Just last week, Nigerian President Goodluck Jonathan signed a bill outlawing same-sex marriage that has garnered praise in the country. The bill carries penalties of up to 14 years in jail for marriage.
While I didn't report on this issue while I was in Nigeria last year, a colleague, Connor Sheets of the International Business Times, did. He found that one's ability to live freely depends on who you are, and where you live:
Life in Nigeria, one of the world’s most anti-gay nations, is a daily struggle for Adeola (not his real name), a closeted, working-class homosexual man living on the outskirts of Abuja, the nation's small, central capital.

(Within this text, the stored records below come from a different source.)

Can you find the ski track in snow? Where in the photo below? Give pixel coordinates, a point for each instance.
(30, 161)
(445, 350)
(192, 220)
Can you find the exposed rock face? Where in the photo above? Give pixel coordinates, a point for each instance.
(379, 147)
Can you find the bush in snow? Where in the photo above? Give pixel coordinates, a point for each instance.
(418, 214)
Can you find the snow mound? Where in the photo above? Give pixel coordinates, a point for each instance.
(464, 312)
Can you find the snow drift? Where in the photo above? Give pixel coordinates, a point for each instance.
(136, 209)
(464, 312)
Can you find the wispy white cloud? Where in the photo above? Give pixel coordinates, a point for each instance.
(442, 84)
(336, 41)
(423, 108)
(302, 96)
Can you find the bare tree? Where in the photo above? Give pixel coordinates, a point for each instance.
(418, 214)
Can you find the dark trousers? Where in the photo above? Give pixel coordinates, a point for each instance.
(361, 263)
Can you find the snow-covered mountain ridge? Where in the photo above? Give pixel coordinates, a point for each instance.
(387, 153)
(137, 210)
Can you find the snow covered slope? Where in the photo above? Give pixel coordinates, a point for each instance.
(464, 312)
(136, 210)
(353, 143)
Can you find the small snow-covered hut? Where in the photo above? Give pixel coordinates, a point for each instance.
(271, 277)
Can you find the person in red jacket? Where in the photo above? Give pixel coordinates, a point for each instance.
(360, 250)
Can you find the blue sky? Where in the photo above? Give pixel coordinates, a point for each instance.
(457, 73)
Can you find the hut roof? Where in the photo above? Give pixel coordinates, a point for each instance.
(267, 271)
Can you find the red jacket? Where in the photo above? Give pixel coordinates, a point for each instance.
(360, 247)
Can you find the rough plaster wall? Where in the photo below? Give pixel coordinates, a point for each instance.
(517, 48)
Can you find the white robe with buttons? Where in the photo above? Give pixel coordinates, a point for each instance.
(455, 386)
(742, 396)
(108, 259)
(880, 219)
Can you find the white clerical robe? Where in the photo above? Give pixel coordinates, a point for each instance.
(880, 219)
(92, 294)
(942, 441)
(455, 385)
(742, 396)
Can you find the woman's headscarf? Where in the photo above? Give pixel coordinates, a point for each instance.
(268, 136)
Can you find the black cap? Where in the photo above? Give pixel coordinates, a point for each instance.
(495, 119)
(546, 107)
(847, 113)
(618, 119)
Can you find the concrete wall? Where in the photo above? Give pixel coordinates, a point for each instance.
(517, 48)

Adeola has been called names, insulted and ostracized over assumptions about his sexuality, so he shields his true self in fear that coming out would only attract more intense abuse.
Meanwhile, some young, wealthy gay Nigerians who spend most of their time in the louche, Westernized Victoria Island section of Lagos -- the massive, quickly modernizing megalopolis on Nigeria's southwestern coast -- are able to live a quasi-open life despite the virulent homophobia that rules in much of the rest of the country.
Still, Wainaina's news drew praise from his contemporaries. From Teju Cole, a Nigerian author:
And from Otieno Owinom, a Kenyan journalist: "I can't imagine how free you now feel. How liberating must it be to know that you are now true to yourself!"
Wainaina told the Global Post he was "giddy" while writing the essay and believes he'll be accepted in his home country and across Africa:
"People who live in societies where you are being lied to a lot value truth," he said.
Wainaina is set to become a still-louder voice for gay rights, a struggle that he sees as part of a wider defiance, an effort to break apart "the very, very hardwired restrictions that were imposed in 1885" by colonialists and which "are very alive in every facet of African life."
"I want to be part of a generation of people in Kenya and Africa who change [Africa] to be accountable to itself," he said.